I decided to go anyway. Theoretically these should be very interesting times for Cuba. The conspiracy theorists were already making noises about Castro having died, and Cuba bracing itself for carnage; change at the least. Whether it be a US invasion, an insurgence of the youth, or an overhaul of Raul, anything could happen, and I concluded that I should definitely be there to witness it. The fact that my ticket was non-refundable may also have contributed to the decision.

I flew out on the morning of the terror raids in London, and the airport was chaos. No hand luggage, no drinks, no sense of humour. Having finally reached my gate it took me 15 minutes to persuade the crew to let me on the flight without a visa. A lack of basic preparation on my behalf, but I was convinced that I’d be able to blag it at the other side. As it turns out I managed to buy one from a very accommodating stall in Havana’s airport for ten pounds, which was actually cheaper than from the London embassy anyway, and didn’t require half a day’s effort.

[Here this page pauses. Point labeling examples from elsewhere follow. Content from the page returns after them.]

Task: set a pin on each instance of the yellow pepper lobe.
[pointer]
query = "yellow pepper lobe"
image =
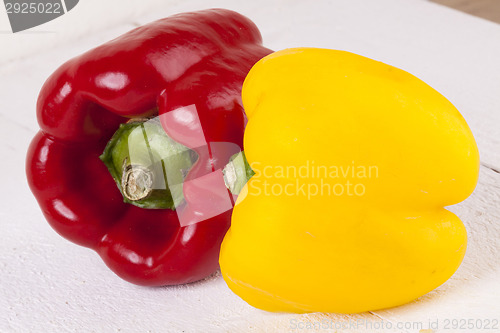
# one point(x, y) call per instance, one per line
point(355, 161)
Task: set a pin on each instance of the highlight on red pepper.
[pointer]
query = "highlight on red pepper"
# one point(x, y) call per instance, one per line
point(161, 107)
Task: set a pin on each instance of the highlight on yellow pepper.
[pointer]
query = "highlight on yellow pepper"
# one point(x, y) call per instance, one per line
point(354, 162)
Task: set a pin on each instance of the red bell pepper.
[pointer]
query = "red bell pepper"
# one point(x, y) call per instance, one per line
point(191, 62)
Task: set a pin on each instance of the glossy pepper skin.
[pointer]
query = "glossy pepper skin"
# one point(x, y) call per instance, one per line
point(198, 58)
point(306, 252)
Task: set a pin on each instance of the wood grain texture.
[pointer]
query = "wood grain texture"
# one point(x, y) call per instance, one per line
point(487, 9)
point(50, 285)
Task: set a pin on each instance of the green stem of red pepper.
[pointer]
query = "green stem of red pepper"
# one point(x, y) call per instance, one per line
point(237, 173)
point(147, 165)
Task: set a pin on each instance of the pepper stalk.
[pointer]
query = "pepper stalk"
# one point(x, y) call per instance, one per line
point(149, 167)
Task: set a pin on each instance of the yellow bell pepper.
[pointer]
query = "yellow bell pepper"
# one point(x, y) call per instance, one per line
point(354, 161)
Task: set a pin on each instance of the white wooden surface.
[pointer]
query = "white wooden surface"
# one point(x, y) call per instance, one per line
point(48, 284)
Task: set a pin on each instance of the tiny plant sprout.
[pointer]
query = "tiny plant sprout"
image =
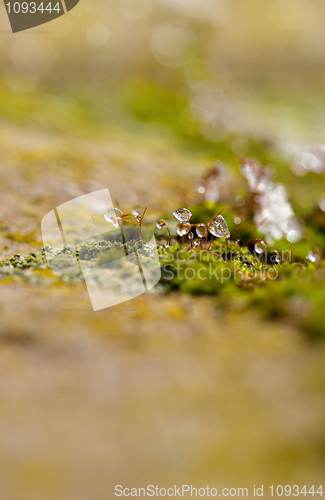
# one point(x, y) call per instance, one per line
point(191, 238)
point(218, 227)
point(117, 222)
point(182, 214)
point(160, 224)
point(260, 246)
point(201, 230)
point(111, 213)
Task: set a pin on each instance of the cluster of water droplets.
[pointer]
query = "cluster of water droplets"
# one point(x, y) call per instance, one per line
point(182, 214)
point(219, 227)
point(274, 216)
point(183, 228)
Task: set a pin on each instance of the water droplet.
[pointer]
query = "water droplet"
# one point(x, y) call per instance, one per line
point(182, 214)
point(183, 228)
point(260, 247)
point(322, 204)
point(111, 213)
point(219, 227)
point(160, 223)
point(201, 230)
point(117, 222)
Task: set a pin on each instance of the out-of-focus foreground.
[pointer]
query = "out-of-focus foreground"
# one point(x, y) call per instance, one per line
point(140, 96)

The overriding memories of my time there are paradoxical. Heaven and hell, happy and sad, drunk and sober, rich and poor. Thrilled at the prospect of joining a 300,000 strong anti-imperialist rally on the eve of Castro’s birthday; bitterly disappointed and confused at its lack of fervour and passion. Infatuated with the architecture; depressed with its condition. Amused by the classic cars; wheezy from their filth. Irritated with the constant and invasive hassling of the jiniteros, yet amazed by the empathy and generosity of the masses. Appalled with the food, utterly obsessed with the peso pork sandwiches.

And so it was, ad nauseam, from one polar extreme to the next. Cuba is expensive, dirty and demanding, yet arrogantly dismisses its flaws with one nonchalant flick of its dancing hips and is all the more charming for doing so. Its rhythm and romance is far more powerful a flavour than any undertones of sleaze, and the beauty of Cuba’s beaches, forests and mountains will overwhelm any lingering taste of pollution. Critically, the quality, price and availability of rum and cigars triumphs over anything and everything!

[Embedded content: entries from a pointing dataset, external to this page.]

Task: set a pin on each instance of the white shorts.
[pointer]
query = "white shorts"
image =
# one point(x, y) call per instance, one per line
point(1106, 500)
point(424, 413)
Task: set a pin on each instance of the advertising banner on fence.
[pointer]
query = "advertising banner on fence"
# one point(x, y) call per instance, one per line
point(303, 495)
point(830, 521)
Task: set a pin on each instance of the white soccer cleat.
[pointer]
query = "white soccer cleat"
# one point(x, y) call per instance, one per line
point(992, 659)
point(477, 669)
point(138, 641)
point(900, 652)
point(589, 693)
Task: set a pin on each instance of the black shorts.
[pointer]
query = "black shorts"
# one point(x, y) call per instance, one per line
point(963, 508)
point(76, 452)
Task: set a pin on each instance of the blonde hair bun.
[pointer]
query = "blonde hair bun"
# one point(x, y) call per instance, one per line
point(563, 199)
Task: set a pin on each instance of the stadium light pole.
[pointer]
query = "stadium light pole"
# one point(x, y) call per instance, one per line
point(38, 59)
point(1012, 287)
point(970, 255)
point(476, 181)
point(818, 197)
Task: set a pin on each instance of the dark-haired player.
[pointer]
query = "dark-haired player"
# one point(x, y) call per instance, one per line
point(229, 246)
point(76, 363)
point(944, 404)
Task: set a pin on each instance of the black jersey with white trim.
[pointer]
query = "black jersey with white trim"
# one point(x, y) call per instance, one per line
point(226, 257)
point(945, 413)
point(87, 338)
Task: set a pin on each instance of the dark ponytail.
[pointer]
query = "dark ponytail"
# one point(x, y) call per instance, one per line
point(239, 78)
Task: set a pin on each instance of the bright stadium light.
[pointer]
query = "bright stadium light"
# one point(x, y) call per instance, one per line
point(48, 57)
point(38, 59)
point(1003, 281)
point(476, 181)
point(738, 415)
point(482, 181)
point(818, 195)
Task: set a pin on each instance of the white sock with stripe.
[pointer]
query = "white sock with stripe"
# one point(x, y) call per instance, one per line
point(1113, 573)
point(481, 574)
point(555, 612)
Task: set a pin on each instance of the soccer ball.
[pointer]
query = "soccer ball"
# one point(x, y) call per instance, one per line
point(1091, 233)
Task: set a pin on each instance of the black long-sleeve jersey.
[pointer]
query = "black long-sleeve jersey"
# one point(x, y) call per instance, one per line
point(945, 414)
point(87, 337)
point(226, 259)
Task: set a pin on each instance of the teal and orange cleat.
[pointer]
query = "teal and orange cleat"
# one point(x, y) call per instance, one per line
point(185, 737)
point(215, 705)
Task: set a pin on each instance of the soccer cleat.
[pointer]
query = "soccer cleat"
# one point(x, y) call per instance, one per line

Even the political constitution of Cuba lacked the backbone I presumed must exist. Rumblings of unrest in the streets betray a genuine generational conflict. The youth of today were not brainwashed by Fidel and are too young to remember pre-revolutionary woes. They focus rather on their hunger, their families’ prospects and whether Big Brother is aware of their unease. There is a real sense that the streets could explode at any moment. Whilst currently perfectly safe, there is definitely potential for Cuba to go rotten. Greedy eyes and criminal minds are ubiquitous, but dare not act at present. Given time and opportunity this will change.

Socialism is stifled when forced into isolation, and when surrounded by non-believers. Only the cows in Cuba exhibit true socialist values and behaviour, and enjoy wonderfully dynamic and egalitarian communities as a result. If Cuba’s youth could spend a little more time studying their bovine neighbours, rather than searching the airwaves for enlightenment, perhaps the country’s future would be more secure, and Fidel would sleep better at nights.

It’s deeply upsetting to see the embers of Jose Marti’s and Fidel’s legacies burning less brightly, but to cast a discerning eye over the current state of affairs is to arrive at no other conclusion. Yet despite this unfortunate inevitability, the country will remain to have one of the most exciting, glorious and inspirational histories of modern times; and while impressionable young minds like my own persist in citing Guevara as a hero, that fact will never be forgotten.